Именно инспектору полиции Глебски доверяют авторы в и дение мира, именно его эмоции, чувства, мысли организуют художественное пространство повести.
В начале повести Глебски, полицейский «скучной специальности» («Должностные преступления, растраты, подлоги, подделка государственных бумаг…») [3;190], – человек, выработавший устойчивый иммунитет по отношению к действительности.
Иммунитет проявляется в умении героя видеть мир юмористически, иронически, а когда обстоятельства заставляют, то и саркастически.
Основным приемом создания комического в повести становится комментирование инспектором того, что он видит.
Герой может комически осмысливать ситуацию или черты характера другого персонажа, но в любом случае комментирование различается по большей или меньшей степени субъективности.

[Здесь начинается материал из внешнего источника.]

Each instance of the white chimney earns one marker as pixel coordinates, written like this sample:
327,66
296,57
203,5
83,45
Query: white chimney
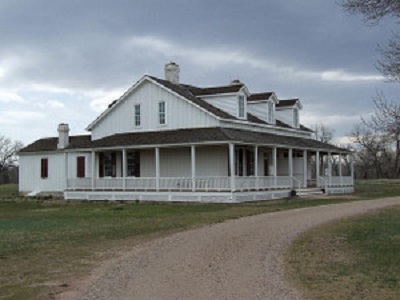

Так, большую степень объективности несет комическое видение поведения хозяина отеля, подмеченное не одним Глебски; эта оправданность комичности осмысления будет подтверждена несоответствием продуманности, отрепетированности реплик хозяина отеля о Погибшем Альпинисте и игрой Алека Сневара в непосредственность чувств при разыгрывании этого рекламного спектакля-воспоминания.
То, что мы принимаем участие в фарсе, доказывает и деталь, корректирующая высокую патетику слов и жестов хозяина отеля:
– Там… – произнес он [Сневар – Н.С.] неестественно низким и глухим голосом. – Вон там это произошло. – Он простер указующую руку. В руке был штопор. [3;186]
Куда как более субъективно увидена повествователем ситуация, в которой пострадало его самолюбие. Вот как Глебски комментирует события, происходящие после его неудачного участия в гонках на лыжах за мотоциклом:
«Пока меня отряхивали, ощупывали, массировали, вытирали мне лицо, выгребали у меня из-за шиворота снег и искали мой шлем, конец троса подхватил Олаф Андварафорс, и меня тут же бросили, чтобы упиться новым зрелищем – действительно, довольно эффектным. Всеми покинутый и забытый, я все еще приводил себя в порядок, а изменчивая толпа уже восторженно приветствовала нового кумира. Но фортуне, знаете ли, безразлично, кто вы – белокурый бог снегов или стареющий полицейский чиновник. В апогее триумфа, когда викинг уже возвышался у крыльца, картинно опершись на палки и посылая ослепительные улыбки госпоже Мозес, фортуна слегка повернула свое крылатое колесо. Сенбернар Лель деловито подошел к победителю, пристально его обнюхал и вдруг коротким, точным движением поднял лапу прямо ему на пьексы. О большем я и мечтать не мог. Госпожа Мозес взвизгнула, разразился многоголосый взрыв возмущения, и я ушел в дом. По натуре я человек не злорадный, я только люблю справедливость. Во всем» [3;216].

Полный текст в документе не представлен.